Apache Airflow: The Go-To Library for Pipeline Orchestration in Python
Apache Airflow has rapidly established itself as the go-to library for pipeline orchestration within the Python ecosystem. Its rise to prominence can be attributed to its simplicity, extensibility, and robust feature set, which make it a preferred choice over similar solutions. In this article, we will explore the core concepts of Apache Airflow, its key components, and practical use cases, providing you with a comprehensive understanding of when and how to leverage this powerful tool.
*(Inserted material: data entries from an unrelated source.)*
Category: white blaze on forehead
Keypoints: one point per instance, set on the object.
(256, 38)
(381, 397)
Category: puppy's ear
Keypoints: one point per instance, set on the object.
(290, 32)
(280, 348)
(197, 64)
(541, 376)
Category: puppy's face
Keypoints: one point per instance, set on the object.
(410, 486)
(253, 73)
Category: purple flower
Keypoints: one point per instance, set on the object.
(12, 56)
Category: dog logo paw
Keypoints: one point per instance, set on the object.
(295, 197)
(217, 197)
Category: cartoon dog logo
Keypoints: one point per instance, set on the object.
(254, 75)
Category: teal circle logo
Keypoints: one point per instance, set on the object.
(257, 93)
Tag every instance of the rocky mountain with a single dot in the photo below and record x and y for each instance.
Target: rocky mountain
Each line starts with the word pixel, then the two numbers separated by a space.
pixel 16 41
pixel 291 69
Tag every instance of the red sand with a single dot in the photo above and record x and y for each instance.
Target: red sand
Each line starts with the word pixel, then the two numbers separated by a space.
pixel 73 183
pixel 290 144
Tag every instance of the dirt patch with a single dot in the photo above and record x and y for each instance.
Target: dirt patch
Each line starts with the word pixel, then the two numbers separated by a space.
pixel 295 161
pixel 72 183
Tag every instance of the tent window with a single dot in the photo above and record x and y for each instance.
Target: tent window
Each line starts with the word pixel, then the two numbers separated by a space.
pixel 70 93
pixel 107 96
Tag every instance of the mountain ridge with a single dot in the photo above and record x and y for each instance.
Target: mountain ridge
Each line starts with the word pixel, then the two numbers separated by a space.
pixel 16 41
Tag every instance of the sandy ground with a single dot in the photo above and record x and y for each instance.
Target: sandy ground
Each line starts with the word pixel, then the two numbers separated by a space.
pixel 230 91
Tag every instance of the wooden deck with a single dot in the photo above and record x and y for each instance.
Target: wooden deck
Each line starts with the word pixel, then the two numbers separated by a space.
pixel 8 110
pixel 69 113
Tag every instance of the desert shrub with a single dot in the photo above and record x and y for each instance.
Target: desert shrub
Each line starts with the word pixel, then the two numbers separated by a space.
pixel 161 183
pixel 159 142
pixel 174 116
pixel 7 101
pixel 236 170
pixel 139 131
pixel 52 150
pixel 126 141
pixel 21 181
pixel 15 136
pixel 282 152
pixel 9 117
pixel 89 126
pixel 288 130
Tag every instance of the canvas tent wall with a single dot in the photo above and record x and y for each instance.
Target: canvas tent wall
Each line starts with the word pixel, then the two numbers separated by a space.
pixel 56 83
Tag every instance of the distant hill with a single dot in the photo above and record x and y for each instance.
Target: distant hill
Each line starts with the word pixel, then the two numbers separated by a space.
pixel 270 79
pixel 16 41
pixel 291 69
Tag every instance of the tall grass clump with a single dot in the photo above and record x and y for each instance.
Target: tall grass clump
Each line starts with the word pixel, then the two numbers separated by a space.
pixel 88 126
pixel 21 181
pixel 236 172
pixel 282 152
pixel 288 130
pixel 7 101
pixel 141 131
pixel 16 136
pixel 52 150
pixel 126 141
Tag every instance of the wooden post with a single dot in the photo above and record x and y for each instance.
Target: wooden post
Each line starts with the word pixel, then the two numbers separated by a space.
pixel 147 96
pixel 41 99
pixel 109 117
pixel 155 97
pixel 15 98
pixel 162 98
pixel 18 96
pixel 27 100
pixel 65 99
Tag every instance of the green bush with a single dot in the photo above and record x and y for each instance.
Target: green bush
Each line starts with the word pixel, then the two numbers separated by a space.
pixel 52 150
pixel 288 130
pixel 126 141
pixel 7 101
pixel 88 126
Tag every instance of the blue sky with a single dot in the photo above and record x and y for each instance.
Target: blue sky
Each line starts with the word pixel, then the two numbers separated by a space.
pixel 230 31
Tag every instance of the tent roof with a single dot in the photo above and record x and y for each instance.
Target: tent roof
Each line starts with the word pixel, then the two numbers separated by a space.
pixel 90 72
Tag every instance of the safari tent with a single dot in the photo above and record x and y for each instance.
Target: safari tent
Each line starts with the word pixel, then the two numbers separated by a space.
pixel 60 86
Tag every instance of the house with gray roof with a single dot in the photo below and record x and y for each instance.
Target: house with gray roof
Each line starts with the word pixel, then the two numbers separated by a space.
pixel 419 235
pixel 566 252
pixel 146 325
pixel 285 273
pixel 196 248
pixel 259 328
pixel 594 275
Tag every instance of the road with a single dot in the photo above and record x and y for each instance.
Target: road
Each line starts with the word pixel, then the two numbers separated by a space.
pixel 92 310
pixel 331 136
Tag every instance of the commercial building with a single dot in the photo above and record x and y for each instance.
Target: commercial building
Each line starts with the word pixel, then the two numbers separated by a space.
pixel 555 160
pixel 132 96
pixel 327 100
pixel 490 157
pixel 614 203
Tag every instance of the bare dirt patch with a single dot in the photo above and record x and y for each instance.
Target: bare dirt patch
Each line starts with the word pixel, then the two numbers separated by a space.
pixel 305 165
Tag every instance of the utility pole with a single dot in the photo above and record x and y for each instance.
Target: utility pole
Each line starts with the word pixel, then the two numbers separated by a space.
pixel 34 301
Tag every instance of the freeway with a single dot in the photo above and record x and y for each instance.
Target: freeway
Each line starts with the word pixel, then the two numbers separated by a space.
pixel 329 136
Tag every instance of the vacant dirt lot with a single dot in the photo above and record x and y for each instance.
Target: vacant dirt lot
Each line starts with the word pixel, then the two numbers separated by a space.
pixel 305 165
Why and When Should I Consider Airflow?
Imagine you are tasked with building a machine learning pipeline that involves several steps, such as:
- Reading an image dataset from cloud-based storage
- Processing the images
- Training a deep learning model with the processed images
- Uploading the trained model to the cloud
- Deploying the model
While Cron jobs may seem like a straightforward solution for scheduling these tasks, they come with significant limitations, particularly in terms of scalability and error handling. Airflow, on the other hand, offers a robust framework for scheduling and managing complex workflows. It allows you to:
- Automatically re-run failed tasks
- Manage task dependencies
- Monitor workflows through logs and dashboards
Before diving into the specifics of building a machine learning pipeline with Airflow, let’s first understand its foundational concepts.
What is Airflow?
Apache Airflow is an open-source tool designed for authoring, scheduling, and monitoring data pipelines. It is particularly well-suited for ETL (Extract, Transform, Load) processes and MLOps (Machine Learning Operations) use cases. Common applications of Airflow include:
- Extracting data from various sources, transforming it, and storing it in a data warehouse
- Generating insights from data and displaying them in analytics dashboards
- Training, validating, and deploying machine learning models
Key Components of Airflow
When you install Airflow, you will encounter four primary components:
-
Webserver: The user interface (UI) of Airflow, which allows users to interact with the system without needing to use the command line or API. The webserver enables users to execute and monitor pipelines, create connections with external systems, and inspect datasets.
-
Executor: Executors are responsible for running the tasks defined in your pipelines. Airflow supports various executors, including LocalExecutor, SequentialExecutor, CeleryExecutor, and KubernetesExecutor, allowing you to run tasks on a single machine or in a distributed environment.
-
Scheduler: The scheduler is the heart of Airflow, responsible for executing tasks at the right time, re-running failed tasks, backfilling data, and ensuring task completion.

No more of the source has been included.